= 4th Independent Air Defence Army =

The 4th Independent Air Defence Army (Russian: 4-я отдельная армия ПВО) was an army of the Soviet Air Defence Forces. It was formed on 10 April 1960 from the Uralskaya Air Defence Army at Sverdlovsk, Sverdlovsk Oblast. It carried the Military Unit Number 10866.

The army originates from the 5th Air Defence Corps formed during the Second World War. On December 28, 1945, the 5th Air Defence Corps arrived in Moscow, where it began to carry out combat duty on the air defence of the capital. The structure of the corps at that time included 3 anti-aircraft artillery divisions (12 anti-aircraft artillery regiments), an anti-aircraft searchlight brigade (3 anti-aircraft searchlight units), a VNOS brigade (2nd regiment of VNOS), a communications regiment and a balloon barrage. On June 7, 1946, Major-General of artillery Nikolai Vasilkov (:ru:Васильков, Николай Корнилович) joined the corps command.

On the basis of the Directive No. org / 3/397203 of the Chief of the General Staff of the Soviet Army of December 7, 1950 and the Directive of the Chief of the Main Headquarters of the Air Defence Forces of December 9, 1950 No. org / 1/655372 on January 1, 1951, the administration of the 5th Air Defence Corps was reorganized into the air defence commander of the Urals region [raion] of the II category. General-Lieutenant Afanasy Fedorovich Shcheglov, Hero of the Soviet Union (:ru:Щеглов, Афанасий Фёдорович) was appointed as the raion commander. Colonel Lazarev Alexander Pavlovich was appointed as member of the Military Council, and Colonel Grigoryev Mikhail Mikhailovich as Chief of Staff.

In June 1954 in accordance with the decision of the Council of Ministers of the USSR and the Central Committee of the Communist Party of the Soviet Union, instead of air defence areas in the border strip and in the depths of Soviet territory, operational formations were restored (districts and armies) and operational-tactical formations (corps, air defence divisions), which included all types of air defence troops. On the basis of the Order (Prikaz) of the Minister of Defence of the USSR dated June 14, 1954, the Ural Air Defence Region of the II category was reorganised into the Ural Air Defence Army. By this time, the army had two Anti-aircraft rocket divisions (12 anti-aircraft rocket regiments and three separate anti-aircraft rocket divizions), the 43rd Air Defense Fighter Aviation Corps (two fighter aviation divisions - six fighter aviation regiments), a VNOS radio engineering regiment, a separate communications battalion and two separate communications companies, as well as support units.

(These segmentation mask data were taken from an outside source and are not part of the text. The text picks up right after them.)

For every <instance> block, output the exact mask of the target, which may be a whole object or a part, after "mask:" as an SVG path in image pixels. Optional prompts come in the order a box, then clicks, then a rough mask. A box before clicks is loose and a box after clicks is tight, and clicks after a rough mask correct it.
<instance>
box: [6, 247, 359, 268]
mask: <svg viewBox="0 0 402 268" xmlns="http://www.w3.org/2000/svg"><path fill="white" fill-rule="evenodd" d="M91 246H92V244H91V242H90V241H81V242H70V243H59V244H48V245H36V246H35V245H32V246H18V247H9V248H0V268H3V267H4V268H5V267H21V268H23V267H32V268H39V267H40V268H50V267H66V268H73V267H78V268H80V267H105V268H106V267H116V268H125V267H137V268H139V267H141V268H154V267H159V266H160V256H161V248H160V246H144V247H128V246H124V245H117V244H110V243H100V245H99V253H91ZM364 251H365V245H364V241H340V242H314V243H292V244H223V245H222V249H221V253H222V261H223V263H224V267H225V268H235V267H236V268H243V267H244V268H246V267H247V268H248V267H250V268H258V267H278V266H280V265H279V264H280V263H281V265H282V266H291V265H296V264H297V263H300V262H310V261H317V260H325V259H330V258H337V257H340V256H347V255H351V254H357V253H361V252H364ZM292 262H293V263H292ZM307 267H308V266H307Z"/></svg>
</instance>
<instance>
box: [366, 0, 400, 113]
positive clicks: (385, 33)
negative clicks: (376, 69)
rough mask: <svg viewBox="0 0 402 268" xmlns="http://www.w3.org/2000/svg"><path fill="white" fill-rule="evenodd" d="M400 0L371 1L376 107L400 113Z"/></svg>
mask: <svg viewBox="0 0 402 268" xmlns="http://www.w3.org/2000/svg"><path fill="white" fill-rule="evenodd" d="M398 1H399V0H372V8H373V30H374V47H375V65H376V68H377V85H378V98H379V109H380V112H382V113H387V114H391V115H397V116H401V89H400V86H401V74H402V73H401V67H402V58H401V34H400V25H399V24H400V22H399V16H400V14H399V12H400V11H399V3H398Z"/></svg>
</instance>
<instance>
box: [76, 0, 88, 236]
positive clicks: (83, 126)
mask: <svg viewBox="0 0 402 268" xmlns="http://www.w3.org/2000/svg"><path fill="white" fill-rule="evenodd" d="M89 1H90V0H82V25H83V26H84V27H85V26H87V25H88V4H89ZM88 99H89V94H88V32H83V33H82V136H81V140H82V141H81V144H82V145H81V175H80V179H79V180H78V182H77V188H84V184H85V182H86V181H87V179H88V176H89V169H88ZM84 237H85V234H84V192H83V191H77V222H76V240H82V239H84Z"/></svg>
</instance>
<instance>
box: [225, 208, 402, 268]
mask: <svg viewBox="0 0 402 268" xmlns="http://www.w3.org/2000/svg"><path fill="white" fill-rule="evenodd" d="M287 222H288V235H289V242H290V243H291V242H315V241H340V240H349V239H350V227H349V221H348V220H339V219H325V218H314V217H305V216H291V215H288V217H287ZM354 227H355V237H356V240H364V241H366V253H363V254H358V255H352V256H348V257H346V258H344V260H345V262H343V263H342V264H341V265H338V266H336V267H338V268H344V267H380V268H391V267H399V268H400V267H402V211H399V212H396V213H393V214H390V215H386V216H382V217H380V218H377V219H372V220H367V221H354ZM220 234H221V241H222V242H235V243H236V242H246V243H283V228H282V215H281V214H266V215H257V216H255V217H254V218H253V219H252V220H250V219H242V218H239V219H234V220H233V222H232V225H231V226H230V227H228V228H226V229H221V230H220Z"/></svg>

In 1960 the new 4th Independent Army of the Air Defence Forces comprised the 19th Air Defence Corps (Chelyabinsk, Chelyabinsk Oblast), and the 20th Air Defence Corps (Perm, Perm Oblast). The 28th Air Defence Division joined the corps, now army, in 1963. It later included both the 681st (Danilovo) and 683rd Fighter Aviation Regiments (Bobrovka). The 19th Air Defence Corps initially included the 385th and 412th (Dombarovsky) Fighter Aviation Regiments.

On 9 April 1960 Orsk Airport was a refueling stop for Mikoyan-Gurevich MiG-19 fighter jets from Sverdlovsk attempting to intercept one of Gary Powers' U-2 flights, however one of the MiG-19s crashed on approach to Orsk.

The 20th Air Defence Corps was formed on 10 April 1960 from the 49th Fighter Aviation Corps PVO. On formation, it included the 87th Fighter Aviation Division PVO and the 77th Anti-Aircraft Artillery Division. But these two divisions were quickly broken up and brigades and regiments substituted by 1962. For nearly 30 years the 20th Air Defence Corps included the 763rd Fighter Aviation Regiment, the 764th Fighter Aviation Regiment, and the 765th Fighter Aviation Regiment PVO (Salka Aerodrome). The 201st Anti-Aircraft Rocket Regiment at Izhevsk (Udmurt ASSR) active since 1959, was transferred to Dubrovka, Moscow Oblast in 1997 and amalgamated with the 566th Anti-Aircraft Missile Regiment. The 20th Air Defence Corps itself became the 91st Air Defence Division in 1988, and was disbanded in 1998.

By a decree of the Presidium of the Supreme Soviet of the USSR of January 15, 1974, the army was awarded the Order of the Red Banner, for the great merits shown in the battles to defend the homeland, and success in combat training.

After the fall of the Soviet Union 4th Air Defence Army became the 5th Independent Air Defence Corps (in accordance with a decree issued December 1994), and later was reorganised as the 5th Independent Corps of the Air Forces and Air Defence Forces in 1998. The 683rd IAP was disbanded in 1997-98. In 2001 the formation was upgraded into the 5th Air and Air Defence Forces Army (5 A VVS i PVO).